Google does not need to worry (yet), ChatGPT does not do any search and acknowledges that all its knowledge is from 2021 and earlier. Any uses of the word “search” in the context of ChatGPT are misleading. However,…
Alan Turing, the father of modern computing (which he used for cracking German encrypted messages during the Second World War), and the father of the idea that an Artificial Intelligence is possible, formulated a test that would determine whether a “hidden conversation partner” is intelligent or not, which is aptly called the Turing Test. In simple words, if the conversation partner can trick a human into believing that s/he is also a human, then s/he is intelligent. (To learn about Alan Turing in an entertaining way, I recommend the movie “The Imitation Game.”)
For any superficial observer who does not check the correctness of all responses, ChatGPT gets closer to passing the Turing Test than any other program in history. It smoothly avoids questions about personal preferences and does admit that it is “only a language model” when it gets a difficult question. It has a limited context model when the user refers back to previous questions, yet it compares to the annoying chatbot on your banking home page as an Abrams Tank would compare to a .45 caliber handgun.
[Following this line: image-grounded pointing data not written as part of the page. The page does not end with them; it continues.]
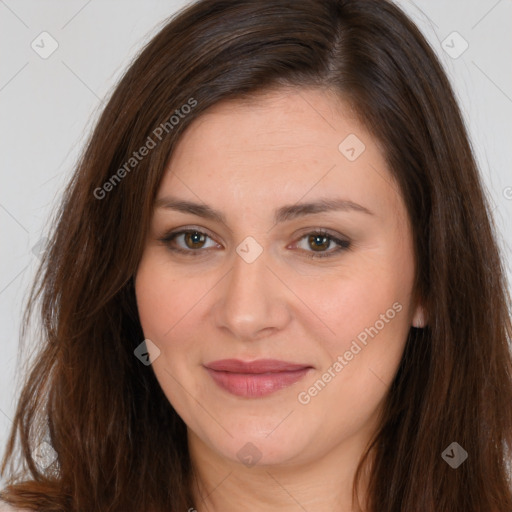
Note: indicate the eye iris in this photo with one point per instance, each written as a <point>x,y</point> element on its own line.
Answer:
<point>195,238</point>
<point>319,241</point>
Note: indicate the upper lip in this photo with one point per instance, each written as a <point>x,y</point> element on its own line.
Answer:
<point>258,366</point>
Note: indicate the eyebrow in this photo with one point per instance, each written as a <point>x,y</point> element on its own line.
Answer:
<point>283,214</point>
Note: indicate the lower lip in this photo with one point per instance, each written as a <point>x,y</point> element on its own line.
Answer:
<point>254,385</point>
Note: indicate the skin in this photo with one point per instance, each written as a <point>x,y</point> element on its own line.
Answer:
<point>246,160</point>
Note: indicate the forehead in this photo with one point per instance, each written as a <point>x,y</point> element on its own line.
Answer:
<point>277,148</point>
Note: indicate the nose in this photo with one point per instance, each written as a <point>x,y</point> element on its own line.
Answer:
<point>253,302</point>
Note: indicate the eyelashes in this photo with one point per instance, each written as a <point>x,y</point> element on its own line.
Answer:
<point>319,238</point>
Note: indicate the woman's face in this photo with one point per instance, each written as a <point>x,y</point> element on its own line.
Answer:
<point>265,190</point>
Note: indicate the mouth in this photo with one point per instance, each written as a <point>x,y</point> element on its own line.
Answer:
<point>256,378</point>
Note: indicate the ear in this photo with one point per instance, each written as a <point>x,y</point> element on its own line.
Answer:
<point>419,319</point>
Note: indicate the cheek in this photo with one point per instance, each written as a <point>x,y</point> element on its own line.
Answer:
<point>163,300</point>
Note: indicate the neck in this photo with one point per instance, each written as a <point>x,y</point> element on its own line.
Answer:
<point>323,485</point>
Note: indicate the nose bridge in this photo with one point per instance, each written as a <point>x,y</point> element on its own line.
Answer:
<point>252,299</point>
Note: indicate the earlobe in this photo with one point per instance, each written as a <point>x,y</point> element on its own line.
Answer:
<point>419,320</point>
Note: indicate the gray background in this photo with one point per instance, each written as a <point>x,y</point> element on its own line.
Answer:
<point>49,105</point>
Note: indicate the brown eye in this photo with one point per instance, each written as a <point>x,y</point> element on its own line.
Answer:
<point>194,239</point>
<point>187,241</point>
<point>317,244</point>
<point>319,241</point>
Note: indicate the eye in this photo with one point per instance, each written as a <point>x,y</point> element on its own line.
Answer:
<point>191,241</point>
<point>320,241</point>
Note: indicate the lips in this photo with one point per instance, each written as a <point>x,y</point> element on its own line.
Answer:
<point>255,378</point>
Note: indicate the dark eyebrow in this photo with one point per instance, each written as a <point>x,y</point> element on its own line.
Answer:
<point>285,213</point>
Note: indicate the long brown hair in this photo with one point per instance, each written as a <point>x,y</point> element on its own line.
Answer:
<point>119,443</point>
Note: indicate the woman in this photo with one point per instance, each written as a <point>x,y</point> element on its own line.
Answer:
<point>274,282</point>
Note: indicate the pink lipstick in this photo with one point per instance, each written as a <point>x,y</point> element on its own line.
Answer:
<point>256,378</point>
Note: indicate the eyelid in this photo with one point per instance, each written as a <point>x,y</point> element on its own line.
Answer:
<point>343,243</point>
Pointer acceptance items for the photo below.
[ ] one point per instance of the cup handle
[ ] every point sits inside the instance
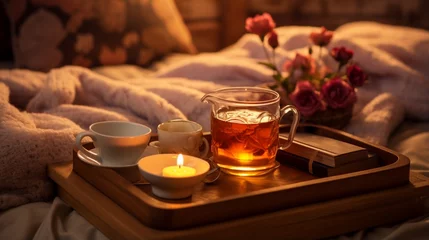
(154, 144)
(203, 153)
(293, 127)
(78, 143)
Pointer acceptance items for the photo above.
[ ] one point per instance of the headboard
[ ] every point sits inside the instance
(215, 24)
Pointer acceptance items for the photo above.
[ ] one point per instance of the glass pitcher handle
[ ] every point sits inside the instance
(293, 127)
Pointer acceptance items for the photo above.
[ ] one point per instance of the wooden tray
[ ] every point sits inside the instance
(314, 221)
(234, 197)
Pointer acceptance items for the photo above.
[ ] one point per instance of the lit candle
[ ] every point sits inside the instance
(179, 170)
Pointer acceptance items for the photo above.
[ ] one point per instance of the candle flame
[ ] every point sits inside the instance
(180, 160)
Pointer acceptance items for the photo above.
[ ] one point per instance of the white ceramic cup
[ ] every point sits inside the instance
(118, 143)
(181, 136)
Microsoft will invest millions more into OpenAI, the maker of ChatGPT. They will be able to add true search functionality and to improve the context model, making it even better at pretending to be intelligent. Yet, it is not intelligent in a human sense, and it is an open question whether any of its successors will ever reach this goal, a question that has been hotly debated by AI researchers and philosophers for decades. In my view, it is a fantastic new tool, just as the first Web Browser was a fantastic new tool, but if you ask ChatGPT an important question, make sure to check the answer for correctness before acting on it, or believing it. Now go play with ChatGPT.